The Call for Evidence saw a large number of responses, including more than 800 from retail investors (though HM Treasury notes they were perhaps more concerned with the US regime). It seems the Government was swayed by industry advocacy regarding the operational burden associated with the increase in net short position reports resulting from the 0.1% threshold, as well as the distortive effect of going above a 0.5% net short position triggering public disclosure.

The Government also confirms that it will empower the FCA to make rules concerning a number of other issues raised in the Call for Evidence, including:

  • on operational arrangements for reporting net short positions to the FCA, including potentially moving the current 15:30 next trading day deadline and considering greater automation of reporting arrangements;
  • streamlining the process for applying for the market maker exemption, including considering whether the current 30-day prior notification requirement remains appropriate; and
  • considering changes to make identifying the shares that in scope of the regime easier, for example by the FCA maintaining a 'positive list' of in-scope shares.

The FCA will retain its intervention powers to suspend short selling in market emergencies, with the FCA expected to set out a paper consulting on its approach to using these powers (to date the FCA has not instituted any short selling bans) in due course.

Industry participants are likely to welcome the steps taken and signaled to move towards a regime which continues to subject short selling to regulatory oversight, but in a more proportionate fashion. 

Consultation paper on sovereign debt and uncovered sovereign CDS

The sovereign debt/CDS consultation paper is short, as the Government's proposal is simple: to remove entirely the current requirements imposed on investors when taking out net short positions in UK sovereign debt or UK sovereign CDS, and the related reporting requirements.
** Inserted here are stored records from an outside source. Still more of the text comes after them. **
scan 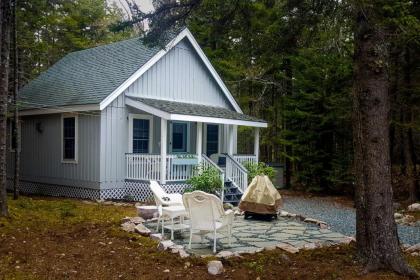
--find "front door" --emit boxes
[171,122,188,153]
[206,124,219,156]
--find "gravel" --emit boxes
[284,196,420,245]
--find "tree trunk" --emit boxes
[12,0,20,199]
[353,5,416,276]
[0,0,11,216]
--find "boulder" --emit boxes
[136,205,159,220]
[277,243,299,254]
[394,213,403,220]
[150,233,163,241]
[216,251,234,259]
[207,261,223,275]
[134,224,151,236]
[121,222,136,232]
[408,203,420,212]
[158,240,175,251]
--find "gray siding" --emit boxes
[8,112,100,188]
[125,39,232,109]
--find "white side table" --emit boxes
[162,205,189,240]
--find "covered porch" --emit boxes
[125,97,267,191]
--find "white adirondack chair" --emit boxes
[150,181,183,231]
[182,191,234,253]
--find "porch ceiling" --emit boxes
[126,96,267,127]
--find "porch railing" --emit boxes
[201,154,225,201]
[125,154,161,180]
[226,155,248,192]
[125,154,198,181]
[232,155,257,165]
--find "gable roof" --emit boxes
[126,96,267,127]
[19,29,242,112]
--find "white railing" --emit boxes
[226,155,248,192]
[201,154,225,201]
[166,155,197,181]
[125,154,161,180]
[232,155,257,165]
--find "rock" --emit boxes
[178,249,190,259]
[134,224,151,236]
[407,203,420,212]
[277,243,299,254]
[216,251,234,259]
[136,205,159,220]
[150,233,163,241]
[223,203,235,210]
[406,243,420,253]
[394,213,403,220]
[207,261,223,275]
[158,240,175,251]
[121,222,136,232]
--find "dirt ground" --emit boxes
[0,197,420,279]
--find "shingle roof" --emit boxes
[19,38,168,109]
[128,96,266,123]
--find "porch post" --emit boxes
[195,122,203,163]
[254,127,260,162]
[160,118,168,184]
[227,124,234,155]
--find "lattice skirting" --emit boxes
[7,180,100,199]
[101,181,190,201]
[7,180,189,201]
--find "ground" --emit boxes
[0,197,420,279]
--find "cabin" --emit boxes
[7,29,267,201]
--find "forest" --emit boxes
[0,0,420,275]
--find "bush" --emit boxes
[185,166,222,194]
[244,162,276,182]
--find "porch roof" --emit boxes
[126,96,267,127]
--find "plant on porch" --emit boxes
[244,162,276,182]
[185,165,222,194]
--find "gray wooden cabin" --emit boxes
[8,29,267,200]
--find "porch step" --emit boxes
[223,181,242,206]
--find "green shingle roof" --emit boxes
[19,35,167,109]
[129,96,266,123]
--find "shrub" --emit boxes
[244,162,276,182]
[185,166,222,194]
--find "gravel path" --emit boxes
[284,196,420,245]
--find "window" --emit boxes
[62,116,77,162]
[172,122,188,153]
[206,124,219,156]
[133,119,150,154]
[129,114,153,154]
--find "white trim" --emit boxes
[19,104,99,116]
[99,28,242,113]
[128,114,153,154]
[125,98,267,127]
[169,121,191,154]
[61,113,79,164]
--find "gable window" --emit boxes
[129,114,153,154]
[61,115,78,163]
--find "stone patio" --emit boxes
[145,216,349,255]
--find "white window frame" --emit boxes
[203,123,223,154]
[128,114,153,154]
[169,121,191,154]
[60,113,79,164]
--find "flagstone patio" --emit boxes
[145,216,348,255]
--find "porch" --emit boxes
[125,97,267,198]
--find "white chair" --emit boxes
[150,181,183,231]
[182,191,234,253]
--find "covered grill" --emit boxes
[239,175,283,218]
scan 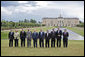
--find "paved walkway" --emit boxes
[1,28,84,40]
[49,28,84,40]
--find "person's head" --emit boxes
[15,30,18,32]
[64,29,67,32]
[10,29,12,32]
[40,29,42,32]
[52,28,54,31]
[22,28,23,31]
[34,30,36,32]
[28,29,30,31]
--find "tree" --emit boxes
[30,19,36,23]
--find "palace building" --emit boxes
[42,14,79,27]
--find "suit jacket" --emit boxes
[14,32,20,39]
[20,31,26,39]
[51,31,56,39]
[32,32,38,40]
[56,30,62,39]
[8,32,14,39]
[45,33,50,40]
[39,32,45,39]
[26,31,32,40]
[63,32,69,39]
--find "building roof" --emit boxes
[43,17,79,19]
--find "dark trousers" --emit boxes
[33,39,37,48]
[9,39,13,47]
[15,39,18,47]
[63,39,68,47]
[45,39,49,48]
[21,39,25,47]
[51,39,55,47]
[39,38,44,47]
[57,38,61,47]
Again, however, the FCA would retain power to intervene in exceptional circumstances.

The consultation paper is clear that the UK Government never supported the inclusion of these restrictions in the EU Short Selling Regulation and points to the absence of similar regimes in comparable non-EU jurisdictions (e.g. the US and Singapore), work done by the IMF and ESMA which found that these restrictions have negative impacts on liquidity, and the rarity of the net short position reporting requirement actually being triggered in practice (given that the threshold currently requires a net short position of about £118.6bn).

Next steps

Market participants have four weeks to respond to the sovereign debt consultation paper (which closes on 7 August 2023), while HMT's Plan for Delivery indicates that a statutory instrument bringing changes to the UK SSR into law should be published in draft before the end of 2023 with adoption most likely taking place in 2024. An FCA consultation paper on resulting changes to the FCA's rules should also be anticipated within this timeframe.

Given the significant relaxations proposed, market participants may also wonder whether the EU will follow suit shortly as well to avoid a competitive disadvantage emerging...

The government sees short selling as an essential tool to facilitate effective market functioning. It supports liquidity, risk management and effective price discovery.